Небо вспыхнуло последней, самой яркой вспышкой акоритовой звезды, коей не суждено добраться больше домой.
Он засыпал…
…Марина. Морская. Я не вернусь…
Сейчас. Но уже не здесь
– Бо-ом. Бо-о-о-ом! Бо-ом… – бьёт большой колокол. И тут же множество малых вторят блаженным звоном своих серебряных язычков. Кого-то отпевают. Кого-то хоронят.
Меня?
Под мокрыми от крови ладонями шершавая твёрдость векового дуба. Почти сталь. Уже почти неживая. И колокола! Колокола – не выросшие ли это плоды в его ветвях?
Странно и страшно. Я впервые там, где не был. Не был ни в одной из жизней. Пусть и помню их тысячи. Неужели на легендарной дороге колоколов?
И память оживает, начинает раскручиваться спиралью в бесконечность. И вот я, как пушкинский кот, начитавшийся сказок, иду по цепи своих рождений налево…
В память. Налево от «Сейчас»
– …А из зубов дракона взойдут стальные побеги. И в срок явятся из плодов воины железные. Одержишь верх над ними, и главное богатство Алкидии будет твоим! – так же печально улыбается мне, Ясону, принцесса Медея, пряча за чёрной вуалью голубые глаза-приливы Морской. Она-то думает, что Ясон явился за ней. Наивная. Я пришёл за Руном. Большего и не надо, но она надеется и верит.

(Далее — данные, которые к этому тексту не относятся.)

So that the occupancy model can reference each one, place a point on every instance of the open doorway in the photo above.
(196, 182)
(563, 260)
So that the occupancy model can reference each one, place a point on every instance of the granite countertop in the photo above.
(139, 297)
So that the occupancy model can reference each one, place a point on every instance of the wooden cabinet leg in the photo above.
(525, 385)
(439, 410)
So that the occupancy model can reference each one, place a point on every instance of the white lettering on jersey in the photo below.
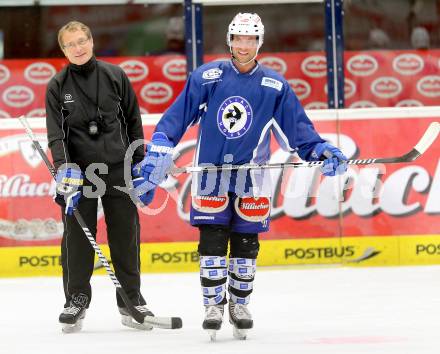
(269, 82)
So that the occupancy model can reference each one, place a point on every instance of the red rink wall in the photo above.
(398, 225)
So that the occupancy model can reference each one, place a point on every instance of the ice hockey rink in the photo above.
(331, 310)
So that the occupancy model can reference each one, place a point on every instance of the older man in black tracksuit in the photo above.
(93, 117)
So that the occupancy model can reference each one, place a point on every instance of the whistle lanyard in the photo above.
(72, 74)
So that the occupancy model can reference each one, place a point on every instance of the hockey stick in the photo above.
(161, 322)
(424, 143)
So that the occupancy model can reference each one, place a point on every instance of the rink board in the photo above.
(183, 257)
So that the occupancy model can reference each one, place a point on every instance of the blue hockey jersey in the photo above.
(236, 114)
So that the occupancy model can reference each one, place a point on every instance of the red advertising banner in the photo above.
(400, 199)
(372, 78)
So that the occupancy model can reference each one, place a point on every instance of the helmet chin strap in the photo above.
(238, 61)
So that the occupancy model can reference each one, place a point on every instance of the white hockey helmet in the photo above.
(246, 24)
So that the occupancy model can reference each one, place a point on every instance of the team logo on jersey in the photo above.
(212, 74)
(234, 117)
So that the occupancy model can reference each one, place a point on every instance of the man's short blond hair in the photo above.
(73, 26)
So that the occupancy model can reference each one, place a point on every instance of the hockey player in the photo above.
(93, 116)
(237, 104)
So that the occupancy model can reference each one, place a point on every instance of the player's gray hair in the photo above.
(73, 26)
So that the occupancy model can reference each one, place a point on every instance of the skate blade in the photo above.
(71, 328)
(129, 322)
(212, 334)
(239, 333)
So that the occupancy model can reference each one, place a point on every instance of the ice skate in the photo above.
(241, 319)
(129, 321)
(213, 320)
(72, 317)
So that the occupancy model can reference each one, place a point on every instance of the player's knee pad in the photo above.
(213, 275)
(244, 245)
(241, 279)
(213, 240)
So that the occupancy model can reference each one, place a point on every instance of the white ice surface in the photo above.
(300, 311)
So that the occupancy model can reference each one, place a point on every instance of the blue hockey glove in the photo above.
(334, 160)
(69, 188)
(158, 158)
(143, 190)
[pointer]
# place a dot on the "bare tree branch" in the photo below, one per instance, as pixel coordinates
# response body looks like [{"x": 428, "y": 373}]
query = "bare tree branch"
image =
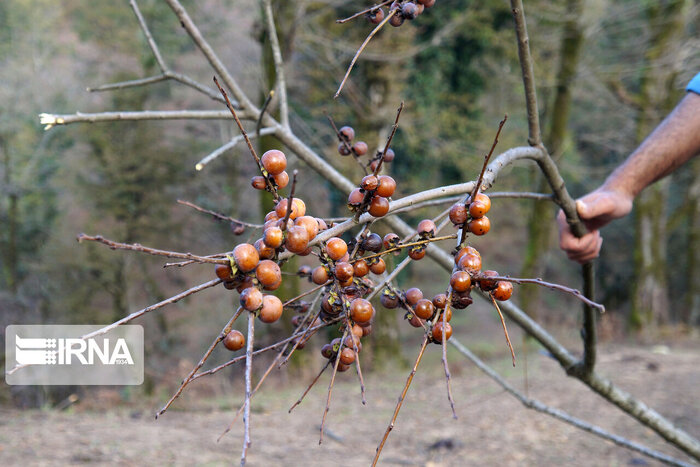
[
  {"x": 279, "y": 64},
  {"x": 560, "y": 414},
  {"x": 51, "y": 120}
]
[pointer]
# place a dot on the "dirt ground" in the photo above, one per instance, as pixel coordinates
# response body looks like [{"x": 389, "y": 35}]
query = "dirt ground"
[{"x": 492, "y": 429}]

Впрочем, тот приз был слишком высок.
А вот другая…
Ариадна даёт мне в руки клубок. Втайне надеясь…
На что? Что глупый сын пастушьего царя увезёт её из роскоши Крита? От лабиринта-лаборатории человеческих предков, иллидийцев, где глупый царь случайно создал монстра-химеру из своего ДНК как сына. Но Минос не был так глуп, как я тогда…
И Арго, мы предали тебя, как и своих женщин. Аргонавты, где вы? Не за моей ли спиной? В час полуночный приходите тенями, не в силах разделиться на молодых и старых, вы стоите над моей душой, как любовник подсматривает за блаженством сна своей возлюбленной. Вы подсматриваете за мной, виновным лишь в том, что жив. Но если бы каждый из тех, кого я вёл, приходил ко мне…
…и ступаю босою ногою на столетние глыбы Четлана, и поют мне цветные колибри, будто богу из цельного камня. И следом крики воинов за моей спиной. Но людские голоса не пугают демонов. Пусть мы шли напролом, пытаясь своими телами закрыть порталы, ведущие из самого Инферно. Тварей было просто больше. А наша цель меньше. Единственная цель: дать время, пока жрицы приготовят ритуал. И кровь лилась во имя богов. Даже с нижних ступеней зиккурата я видел твои глаза. Последняя из майар Майта принесла тебя в жертву во имя спасения мира. Дабы было куда вернуться…
В наших стекленеющих глазах отражались одни и те же звёзды, и раскалённый купол небесного огня сжигал тела до следующего перерождения…
…Тени, зачем вы приходите сюда? Вспоминать былое? Напрасно. Это тюрьма, выстроенная собственной памятью. Но вы говорите: «Веди», – и я веду в свою память, в свой осквернённый Ирей…
…Фермопилы. Нет, я не был Леонидом, но был убит им. О, это славная смерть от славной руки!
И ты, наложница Ксеркса, оплакивала моё тело, лишь чудом найденное среди других бессмертных. Жаль, слава не защищает так же прочно, как щит. Люди помнят лишь тех, кто сражался в меньшинстве, когда трое побеждали сотню. Лишь павший не вставал с земли. И нас скидывали с утёса. Тела предавали твоим объятьям, Морская. Нас отдавали морю.
И море той крови, нашей крови, натекло за столетия…
…В волчьих скуфейках – малая рать. Мы шли не грабить, мы шли убивать. Ещё не сарматы, не скифы уже. Достойные воли сыны-степняки. Не из рода рабов, посему не рабы. И каждый из нас перед смертью пел. Когда уже другой царь, Дарий, пришёл на наши земли.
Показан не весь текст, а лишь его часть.